Lo asombroso no es ya que una serie con ese planteamiento tan poco acostumbrado presentara al final una unidad y un acabado formal casi únicos, a pesar de las diferentes aproximaciones y soluciones adoptadas (en realidad, no hubiera importado en absoluto si cada capítulo hubiera sido radicalmente distinto del anterior, sin relación argumental alguna). No, lo sorprendente es que, a pesar de ser una obra que afirma el concepto de animación como colectividad, muchos de estos capítulos que no son de Yuasa han sido realizados por un creador que trabajaba casi exclusivamente en solitario, como si se tratase de auténticos cortos independientes y experimentales, que obedecen a la idea de un solo creador sin apenas presupuesto, en clara contradicción con la idea común de una animación realizada por comités y por tanto sin responder a una visión personal definida.
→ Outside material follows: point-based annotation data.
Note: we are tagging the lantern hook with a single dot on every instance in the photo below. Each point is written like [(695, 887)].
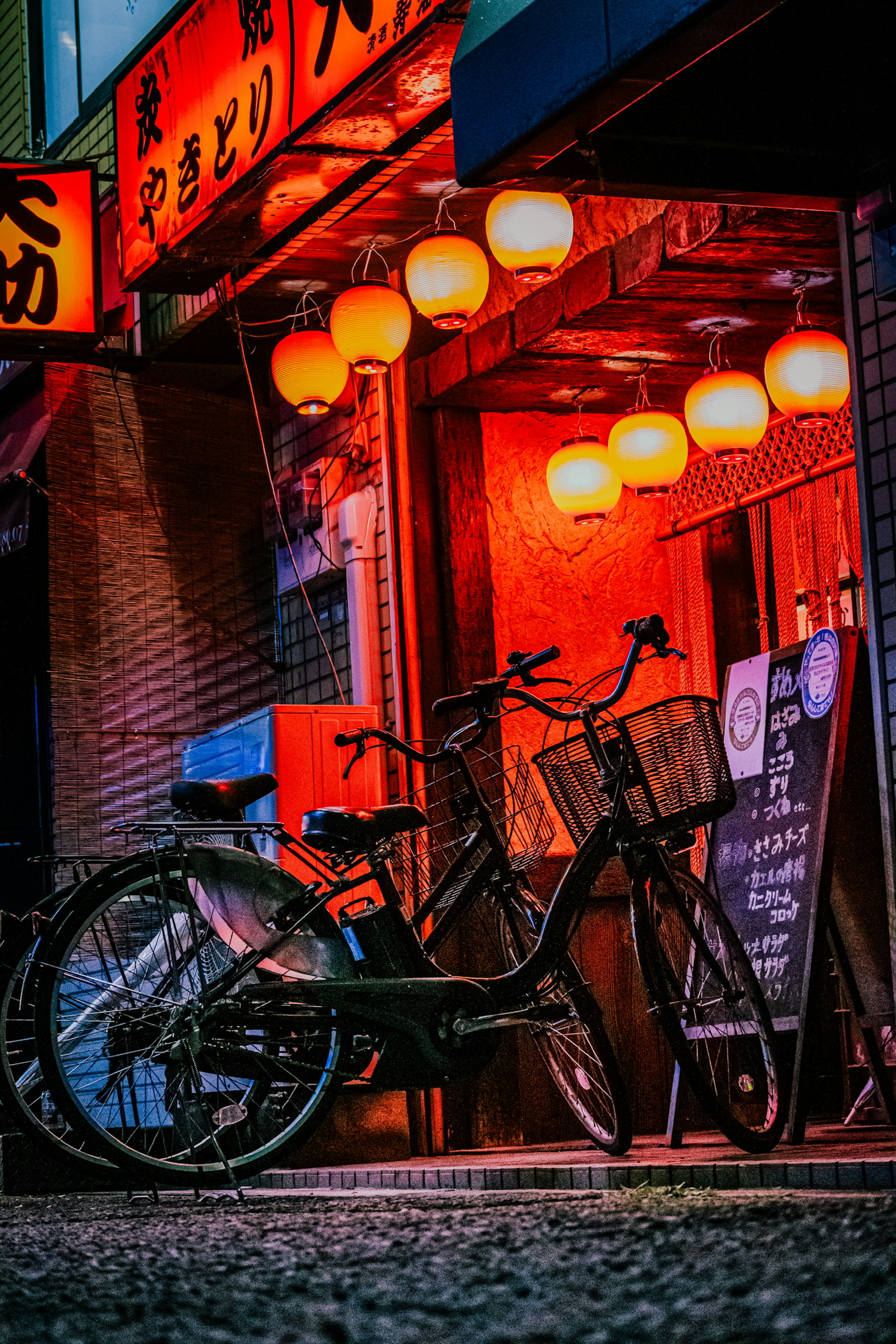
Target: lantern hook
[(717, 332), (643, 400), (444, 210), (371, 251), (303, 310), (800, 291)]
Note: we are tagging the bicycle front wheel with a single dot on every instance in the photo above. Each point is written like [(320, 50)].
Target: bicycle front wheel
[(575, 1047), (23, 1089), (155, 1072), (710, 1003)]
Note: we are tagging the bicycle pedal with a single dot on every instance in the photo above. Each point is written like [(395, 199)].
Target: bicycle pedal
[(140, 1197), (216, 1197)]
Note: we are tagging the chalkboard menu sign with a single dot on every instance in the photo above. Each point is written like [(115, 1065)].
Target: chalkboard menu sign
[(798, 862), (766, 854)]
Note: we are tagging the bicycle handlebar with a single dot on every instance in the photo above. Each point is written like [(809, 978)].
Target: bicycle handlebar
[(648, 631), (484, 693)]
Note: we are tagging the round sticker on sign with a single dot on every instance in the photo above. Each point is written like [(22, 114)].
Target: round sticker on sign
[(821, 665), (745, 720)]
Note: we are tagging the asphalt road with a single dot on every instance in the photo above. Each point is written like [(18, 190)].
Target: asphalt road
[(523, 1268)]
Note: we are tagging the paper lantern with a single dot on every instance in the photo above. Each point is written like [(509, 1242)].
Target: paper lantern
[(649, 451), (727, 414), (808, 375), (370, 326), (310, 371), (448, 279), (530, 233), (581, 480)]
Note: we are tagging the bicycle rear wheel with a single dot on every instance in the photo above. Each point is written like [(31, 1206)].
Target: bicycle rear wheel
[(575, 1047), (710, 1004), (140, 1060)]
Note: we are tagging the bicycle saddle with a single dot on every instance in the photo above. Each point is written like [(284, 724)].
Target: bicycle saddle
[(221, 800), (353, 831)]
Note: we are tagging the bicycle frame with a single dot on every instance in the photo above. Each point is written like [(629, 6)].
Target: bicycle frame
[(614, 834)]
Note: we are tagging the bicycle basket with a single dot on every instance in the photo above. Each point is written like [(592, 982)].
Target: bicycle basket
[(676, 769), (422, 858)]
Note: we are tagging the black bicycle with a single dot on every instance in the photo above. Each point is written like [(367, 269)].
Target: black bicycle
[(198, 1019)]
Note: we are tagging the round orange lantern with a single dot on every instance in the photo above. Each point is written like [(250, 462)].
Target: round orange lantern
[(530, 233), (649, 451), (448, 279), (727, 413), (581, 480), (310, 371), (370, 326), (808, 374)]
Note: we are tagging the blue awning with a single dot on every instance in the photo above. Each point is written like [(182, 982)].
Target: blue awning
[(527, 70)]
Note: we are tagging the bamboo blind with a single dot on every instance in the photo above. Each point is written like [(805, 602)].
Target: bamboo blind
[(162, 619)]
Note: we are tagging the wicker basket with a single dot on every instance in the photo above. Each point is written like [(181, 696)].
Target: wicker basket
[(678, 773), (421, 858)]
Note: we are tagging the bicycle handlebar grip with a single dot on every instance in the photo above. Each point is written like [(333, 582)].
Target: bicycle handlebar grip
[(651, 630), (350, 740), (468, 701), (538, 661)]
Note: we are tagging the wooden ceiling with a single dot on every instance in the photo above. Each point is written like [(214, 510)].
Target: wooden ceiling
[(651, 314), (640, 307)]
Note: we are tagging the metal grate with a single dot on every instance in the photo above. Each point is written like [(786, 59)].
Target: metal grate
[(422, 858), (310, 677), (785, 451), (678, 773)]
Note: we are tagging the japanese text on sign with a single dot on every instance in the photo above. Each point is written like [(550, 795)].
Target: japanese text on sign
[(221, 91), (48, 248), (766, 853)]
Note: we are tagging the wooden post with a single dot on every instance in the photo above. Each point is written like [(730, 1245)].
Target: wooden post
[(467, 565)]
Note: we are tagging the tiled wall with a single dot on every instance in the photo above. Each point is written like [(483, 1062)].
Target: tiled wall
[(872, 338)]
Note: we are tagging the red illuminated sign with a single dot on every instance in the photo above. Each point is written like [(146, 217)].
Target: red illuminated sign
[(49, 255), (225, 88)]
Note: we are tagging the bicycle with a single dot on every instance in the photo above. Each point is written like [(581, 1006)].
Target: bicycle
[(224, 1060), (23, 1092)]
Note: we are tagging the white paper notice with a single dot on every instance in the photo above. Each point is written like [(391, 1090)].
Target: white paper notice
[(745, 716)]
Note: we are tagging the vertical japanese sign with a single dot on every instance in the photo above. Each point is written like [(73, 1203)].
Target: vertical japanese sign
[(766, 855), (49, 253), (221, 91)]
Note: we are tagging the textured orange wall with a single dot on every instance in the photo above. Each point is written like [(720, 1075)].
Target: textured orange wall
[(559, 584)]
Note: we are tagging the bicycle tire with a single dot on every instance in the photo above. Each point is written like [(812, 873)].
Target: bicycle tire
[(577, 1052), (23, 1092), (104, 1042), (710, 1004)]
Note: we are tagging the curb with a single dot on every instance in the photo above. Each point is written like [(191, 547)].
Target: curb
[(758, 1175)]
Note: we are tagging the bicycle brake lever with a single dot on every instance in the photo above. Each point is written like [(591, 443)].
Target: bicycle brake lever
[(543, 681), (360, 750)]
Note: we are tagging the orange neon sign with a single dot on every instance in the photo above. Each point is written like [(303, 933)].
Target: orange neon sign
[(225, 88), (49, 252)]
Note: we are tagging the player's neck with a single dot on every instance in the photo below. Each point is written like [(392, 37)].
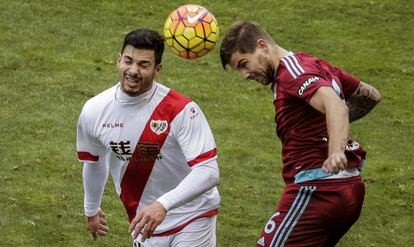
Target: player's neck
[(278, 54)]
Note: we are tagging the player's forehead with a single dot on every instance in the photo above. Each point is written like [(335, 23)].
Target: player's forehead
[(139, 55)]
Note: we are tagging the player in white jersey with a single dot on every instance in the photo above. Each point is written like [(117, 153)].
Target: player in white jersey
[(158, 148)]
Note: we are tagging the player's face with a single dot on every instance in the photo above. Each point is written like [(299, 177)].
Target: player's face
[(255, 66), (137, 69)]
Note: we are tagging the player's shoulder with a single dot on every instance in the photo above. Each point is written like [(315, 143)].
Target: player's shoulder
[(296, 67), (174, 97), (99, 102)]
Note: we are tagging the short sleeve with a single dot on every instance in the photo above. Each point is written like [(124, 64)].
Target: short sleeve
[(87, 145), (349, 82), (194, 135)]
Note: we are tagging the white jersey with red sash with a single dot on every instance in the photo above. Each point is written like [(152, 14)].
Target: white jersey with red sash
[(150, 143)]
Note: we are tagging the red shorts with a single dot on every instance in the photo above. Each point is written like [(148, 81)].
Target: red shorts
[(316, 213)]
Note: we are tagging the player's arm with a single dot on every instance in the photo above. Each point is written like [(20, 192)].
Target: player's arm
[(362, 101), (95, 176), (326, 101)]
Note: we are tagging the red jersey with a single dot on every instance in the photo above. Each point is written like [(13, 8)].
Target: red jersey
[(301, 128)]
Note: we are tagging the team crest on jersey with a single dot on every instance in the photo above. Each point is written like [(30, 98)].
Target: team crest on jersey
[(149, 151), (159, 126)]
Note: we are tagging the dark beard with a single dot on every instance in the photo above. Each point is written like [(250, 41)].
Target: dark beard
[(270, 75)]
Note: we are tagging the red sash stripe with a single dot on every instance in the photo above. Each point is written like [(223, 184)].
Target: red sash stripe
[(140, 167), (202, 157), (87, 156)]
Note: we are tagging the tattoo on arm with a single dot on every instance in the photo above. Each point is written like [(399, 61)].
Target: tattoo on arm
[(362, 101)]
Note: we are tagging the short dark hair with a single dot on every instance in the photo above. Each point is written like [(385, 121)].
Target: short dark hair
[(145, 39), (241, 37)]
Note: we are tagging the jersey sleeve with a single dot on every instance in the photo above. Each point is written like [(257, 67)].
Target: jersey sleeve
[(87, 145), (194, 136), (349, 82), (305, 86)]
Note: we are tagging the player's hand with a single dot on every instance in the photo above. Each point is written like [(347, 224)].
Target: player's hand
[(335, 163), (147, 220), (97, 225)]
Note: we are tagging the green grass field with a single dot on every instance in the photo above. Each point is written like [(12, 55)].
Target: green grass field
[(54, 55)]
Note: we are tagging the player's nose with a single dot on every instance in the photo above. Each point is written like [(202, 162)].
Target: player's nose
[(134, 69)]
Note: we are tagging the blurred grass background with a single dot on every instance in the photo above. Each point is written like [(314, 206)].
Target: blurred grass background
[(54, 55)]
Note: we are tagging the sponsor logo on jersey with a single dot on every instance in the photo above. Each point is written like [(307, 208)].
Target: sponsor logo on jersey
[(261, 241), (159, 126), (121, 149), (149, 151), (113, 125), (194, 112), (306, 84)]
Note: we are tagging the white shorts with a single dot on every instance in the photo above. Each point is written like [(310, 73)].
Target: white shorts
[(199, 233)]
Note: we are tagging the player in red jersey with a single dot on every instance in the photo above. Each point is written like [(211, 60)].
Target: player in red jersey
[(314, 103)]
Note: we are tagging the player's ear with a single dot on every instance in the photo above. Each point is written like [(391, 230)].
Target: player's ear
[(261, 43), (119, 59), (158, 68)]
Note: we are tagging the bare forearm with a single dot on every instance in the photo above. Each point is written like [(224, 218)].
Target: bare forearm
[(338, 126), (362, 101)]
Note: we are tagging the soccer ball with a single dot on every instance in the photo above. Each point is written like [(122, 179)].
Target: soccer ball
[(191, 31)]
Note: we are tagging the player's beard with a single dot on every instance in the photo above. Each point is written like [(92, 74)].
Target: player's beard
[(269, 76), (134, 86)]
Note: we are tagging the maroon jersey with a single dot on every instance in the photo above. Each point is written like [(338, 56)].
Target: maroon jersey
[(301, 128)]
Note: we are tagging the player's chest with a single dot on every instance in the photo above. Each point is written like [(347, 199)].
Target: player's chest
[(122, 134)]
Así que, en resumen, nos encontramos con una deliciosa paradoja, capaz de destruir muchas de nuestras convicciones acomodadas. Una obra que es de autor, en el sentido de tener un estilo claro, definido y original, y responder a unos presupuestos estéticos y temáticos perfectamente definidos. Pero al mismo tiempo, una obra que se sabe colectiva y que reniega de servir a un único amo, entregando la resolución de secciones enteras a otras personas que puedan hacer con ellas lo que quieran en casi completa libertad. Pero, también, unas secciones que han sido concebidas y producidas como auténticos cortos experimentales e independientes, donde la mayor parte de lo que vemos en pantalla ha sido creado por un único individuo, trabajando en solitario, a cargo del guión, de los diseños, de los dibujos, de la animación final… Deliciosa paradoja, en efecto.
Conclusión
Con esto termina este brevísimo y tortuoso camino por la figura de Masaaki Yuasa (y de algunos temas relevantes sobre la naturaleza del cine, la animación y el ejercicio de la crítica). Como siempre, lo mejor que puedo recomendarles es que acudan a las fuentes y que juzguen por Uds. mismos. O, mejor dicho, que tengan presente una idea, que entre los exponentes del anime contemporáneo, ya estén a punto de retirarse o prematuramente fallecidos, Yuasa tiene un lugar entre los grandes, aunque su nombre no haya llegado aún a sus oídos.